Insert two config-gated, round-1-only steps into the loop, in this order, between the researcher swarm and the executor:

researcher swarm → [architect] → [test-writer] → executor → critic
  • np-task-architect (agents.architect, default on). Read-only (Read/Grep/Glob). Reads the task plan, RULES.md Conventions, and any M<NNN>-ARCHITECTURE.md, then emits an ephemeral per-task structural spec — responsibilities, boundaries, paradigms, and the test surfaces TDD must cover — as its final message. The orchestrator injects it as <architecture_constraints> into the test-writer and executor prompts. It writes no files and is never committed.
  • np-test-writer (agents.test_writer, default on). Writes real, valid test files for every required surface before production code exists. Tests may be red; the executor makes them green and is told not to delete, skip, or weaken them. A built-in anti-skip self-check plus the downstream np-critic-tests axis guard against vacuous/skipped assertions.
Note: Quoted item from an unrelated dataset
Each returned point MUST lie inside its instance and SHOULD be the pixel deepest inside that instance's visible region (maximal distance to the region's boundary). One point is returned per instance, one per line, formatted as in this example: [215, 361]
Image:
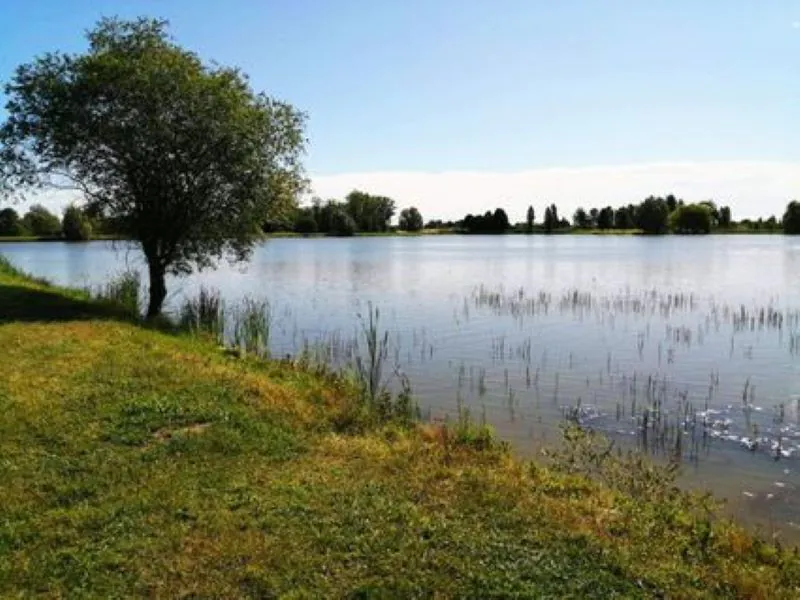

Conventions are expressed in .nubos-pilot/RULES.md under a structured ## Conventions block (Class/Module Structure, Naming, Code Style, Patterns & Paradigms), read by the architect, test-writer, executor, and np-critic-style.

Trust-layer integration

Each step has a Layer-C SKIP-GUARD phase in loop-run-round.cjspost-architect / post-test-writer — that refuses to advance unless a loop-audit-tool-use spawn-evidence stamp exists for the round (loop-post-architect-missing-spawn-audit / loop-post-test-writer-missing-spawn-audit). Neither agent is Rule-9 audited (not in AUDITED_AGENTS): the architect is advisory/read-only, and the test-writer's quality is enforced by the tests critic. The prep steps never bump the round counter — TDD writes tests once; build-fixer rounds iterate.

Granularity & plan-lint (ADR-0019)

The per-task architect decides structure (responsibilities, boundaries, required test surfaces), not line-level implementation — no schema DDL, no exact framework filenames, no code-style edicts already in RULES.md. Its output is ephemeral and never reaches PLAN.md, so plan-lint is untouched. The milestone architect stays reachable from planning via /np:plan-phase <N> --architect (exit-43 dispatch → /np:architect-phase → re-enter), preserving the research → architect → plan flow.

Consequences

  • Round 1 spawns up to two more agents when both toggles are on. Both default on and are backfilled to true on install/update when the key is absent (an explicit false is never overwritten — same rule as agents.economy).
  • The executor receives a decided shape and a failing test suite, which it must satisfy — TDD inside the loop.
  • The mechanical verify gate runs only after the executor, so red-until-executor is the expected state, not a failure.
  • Each new agent/critic-style step touched the standard parity sites: agent file + agents.test.cjs, config-defaults + config-schema, install backfill, the workflow ACTION CONTRACT + off-host branch, check-offhost-coverage EXPECTED, the agent catalog, and configuration.md.

Shipped alongside: commit-task now strips the duplicated M…-S…-T… prefix from the subject and attaches a structured body (the task's <action>, <acceptance_criteria>, id, and files) via a second git commit -m, so history is self-explanatory months later. The task(<id>): subject prefix is preserved — revert and audit tooling parse it.